Last June, President Biden’s infrastructure bill was eagerly awaited, which will benefit companies like Caterpillar that sell earthmoving and heavy construction equipment. There was also a widespread feeling that the worst of the COVID-19 pandemic might be behind us. What followed were the variant delta and the variant omicron waves.
Last summer, businesses were optimistic that supply chain concerns would soon fade away, and there was a common view that rising prices around the world would be a transitory phenomenon. Today, the year-over-year inflation rate is 7.5% and the Federal Reserve is expected to start raising its benchmark federal funds interest rate as early as March.
Add all these changes and it makes sense that Caterpillar shares sold off in the short term. However, the company’s fundamentals show that its business has rebounded well in 2021 and is well positioned for another strong year in 2022.
Caterpillar generated record net profit in 2021 despite falling revenue, reflecting it increasing profit margins despite higher raw material and shipping costs.
Caterpillar is also bringing in more than enough free cash flow to cover its dividend obligations, which means inflation could get worse and Caterpillar would still be able to support its cash payments. At the current share price, its dividend yields 2.2% and the company has increased its payouts for 27 consecutive years.
A balanced investment in renewable energies
As investors worry about rising capital costs to fund renewable energy projects, shares of Brookfield Renewable Partners are down 32% from their January 2021 high.
At first glance, the company’s recent results don’t look good. Its negative net income and negative free cash flow indicate an unsustainable dividend. Yet, look deeper and you will see that Brookfield Renewable’s business is doing very well.
Brookfield invests in renewable energy and decarbonization infrastructure projects. These projects have decades-long time horizons and inflation-proof contracts. Therefore, a better metric to look at to assess the health of the business is funds from operations (FFO), which factors depreciation and other expenses into the bottom line to give a more realistic representation of cash flows. cash.
Brookfield’s FFO in 2021 was $1.45 per share, 10% higher than 2020. That was enough cash to fund its 5% distribution at $1.28 per share, giving it a dividend yield of 3.6% at the current share price. With over 15 gigawatts (GW) of capacity under construction and a development pipeline exceeding 62 GW, Brookfield is a long-term investment in renewable energy that also provides a hearty passive income stream.
Two good buys now
Investors shouldn’t ignore the near-term challenges these companies – and their industries – face. Slower economic growth will affect Caterpillar’s business. Increased competition in the renewable energy sector, coupled with rising interest rates, will impact Brookfield Renewable. However, none of these challenges can derail the growth potential of each of these companies for decades to come.

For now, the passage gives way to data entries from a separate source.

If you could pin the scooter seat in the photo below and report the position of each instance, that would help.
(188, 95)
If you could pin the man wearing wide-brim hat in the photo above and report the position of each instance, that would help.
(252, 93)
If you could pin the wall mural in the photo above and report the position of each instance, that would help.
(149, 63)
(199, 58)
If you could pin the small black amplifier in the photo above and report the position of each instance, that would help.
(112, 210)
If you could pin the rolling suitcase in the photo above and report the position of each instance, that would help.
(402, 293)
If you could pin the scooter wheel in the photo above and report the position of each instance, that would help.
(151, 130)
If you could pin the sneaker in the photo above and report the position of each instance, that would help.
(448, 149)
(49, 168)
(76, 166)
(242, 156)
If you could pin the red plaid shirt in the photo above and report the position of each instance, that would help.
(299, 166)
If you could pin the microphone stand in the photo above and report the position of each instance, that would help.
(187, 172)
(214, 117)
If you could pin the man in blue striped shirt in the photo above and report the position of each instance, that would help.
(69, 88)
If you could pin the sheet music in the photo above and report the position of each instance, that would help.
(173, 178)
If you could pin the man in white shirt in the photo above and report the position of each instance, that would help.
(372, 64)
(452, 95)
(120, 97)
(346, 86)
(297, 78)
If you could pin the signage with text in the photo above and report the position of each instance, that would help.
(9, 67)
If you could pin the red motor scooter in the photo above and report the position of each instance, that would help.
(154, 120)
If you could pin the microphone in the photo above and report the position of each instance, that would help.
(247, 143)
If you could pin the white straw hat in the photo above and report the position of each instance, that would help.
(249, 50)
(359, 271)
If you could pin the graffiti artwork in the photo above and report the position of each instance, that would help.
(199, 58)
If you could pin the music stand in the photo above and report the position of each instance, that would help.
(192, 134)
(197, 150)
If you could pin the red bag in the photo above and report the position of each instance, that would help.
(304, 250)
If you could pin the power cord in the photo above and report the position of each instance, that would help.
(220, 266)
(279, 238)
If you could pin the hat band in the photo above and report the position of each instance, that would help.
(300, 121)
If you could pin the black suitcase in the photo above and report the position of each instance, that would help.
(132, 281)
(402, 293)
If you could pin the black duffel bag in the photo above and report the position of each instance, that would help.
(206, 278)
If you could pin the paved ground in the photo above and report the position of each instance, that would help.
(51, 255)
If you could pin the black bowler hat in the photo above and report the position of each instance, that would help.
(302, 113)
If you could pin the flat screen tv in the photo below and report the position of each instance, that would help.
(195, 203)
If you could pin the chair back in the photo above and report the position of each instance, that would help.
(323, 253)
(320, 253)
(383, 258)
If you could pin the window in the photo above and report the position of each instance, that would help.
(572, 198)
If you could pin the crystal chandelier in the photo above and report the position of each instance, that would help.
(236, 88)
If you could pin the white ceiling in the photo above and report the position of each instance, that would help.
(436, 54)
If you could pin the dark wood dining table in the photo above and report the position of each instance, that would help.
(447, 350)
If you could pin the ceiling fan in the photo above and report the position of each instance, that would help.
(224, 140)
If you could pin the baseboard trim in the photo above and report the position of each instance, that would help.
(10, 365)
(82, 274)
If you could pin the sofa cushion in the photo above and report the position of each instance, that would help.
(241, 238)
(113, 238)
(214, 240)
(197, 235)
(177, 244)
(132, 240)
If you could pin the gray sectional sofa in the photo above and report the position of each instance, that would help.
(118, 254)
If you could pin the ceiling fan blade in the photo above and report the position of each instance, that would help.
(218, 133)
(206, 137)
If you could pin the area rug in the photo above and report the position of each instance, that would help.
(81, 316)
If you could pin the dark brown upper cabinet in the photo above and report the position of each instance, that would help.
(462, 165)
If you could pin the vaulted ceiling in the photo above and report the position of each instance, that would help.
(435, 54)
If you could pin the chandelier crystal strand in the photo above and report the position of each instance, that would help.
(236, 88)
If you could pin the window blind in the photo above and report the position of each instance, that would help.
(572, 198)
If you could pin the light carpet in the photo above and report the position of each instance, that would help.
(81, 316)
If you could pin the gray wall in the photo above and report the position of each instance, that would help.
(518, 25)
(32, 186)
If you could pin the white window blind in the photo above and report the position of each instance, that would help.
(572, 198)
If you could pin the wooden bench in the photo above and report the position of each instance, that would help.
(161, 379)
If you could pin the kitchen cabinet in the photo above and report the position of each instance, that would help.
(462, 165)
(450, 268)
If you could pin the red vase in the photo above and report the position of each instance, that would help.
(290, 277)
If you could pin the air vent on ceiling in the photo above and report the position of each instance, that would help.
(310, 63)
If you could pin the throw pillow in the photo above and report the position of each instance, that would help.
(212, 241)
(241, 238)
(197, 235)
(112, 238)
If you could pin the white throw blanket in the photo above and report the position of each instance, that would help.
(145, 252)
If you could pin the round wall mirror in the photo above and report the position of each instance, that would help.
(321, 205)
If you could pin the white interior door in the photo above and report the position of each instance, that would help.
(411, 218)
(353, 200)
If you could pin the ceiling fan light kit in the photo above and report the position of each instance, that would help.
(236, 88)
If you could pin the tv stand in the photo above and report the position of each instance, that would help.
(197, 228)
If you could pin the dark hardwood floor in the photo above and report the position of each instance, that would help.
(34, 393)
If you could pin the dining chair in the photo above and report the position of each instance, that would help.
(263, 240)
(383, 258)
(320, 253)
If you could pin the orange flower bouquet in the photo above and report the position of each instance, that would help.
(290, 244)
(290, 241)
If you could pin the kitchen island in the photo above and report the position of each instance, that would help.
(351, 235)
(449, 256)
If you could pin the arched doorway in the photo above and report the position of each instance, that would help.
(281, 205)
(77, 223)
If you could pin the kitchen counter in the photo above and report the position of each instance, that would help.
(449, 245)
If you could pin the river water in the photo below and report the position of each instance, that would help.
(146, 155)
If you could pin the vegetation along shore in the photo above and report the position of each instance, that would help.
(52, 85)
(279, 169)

Investing equal amounts of money in shares of Caterpillar and Brookfield Renewable would give an investor an average dividend yield of 2.9%. These payouts can help reward investors for their patience as they wait for longer-term themes to outweigh short-term headwinds and send these stocks higher.
This article represents the opinion of the author, who may disagree with the “official” recommendation position of a high-end advice service Motley Fool. We are heterogeneous! Challenging an investing thesis — even one of our own — helps us all think critically about investing and make decisions that help us become smarter, happier, and wealthier.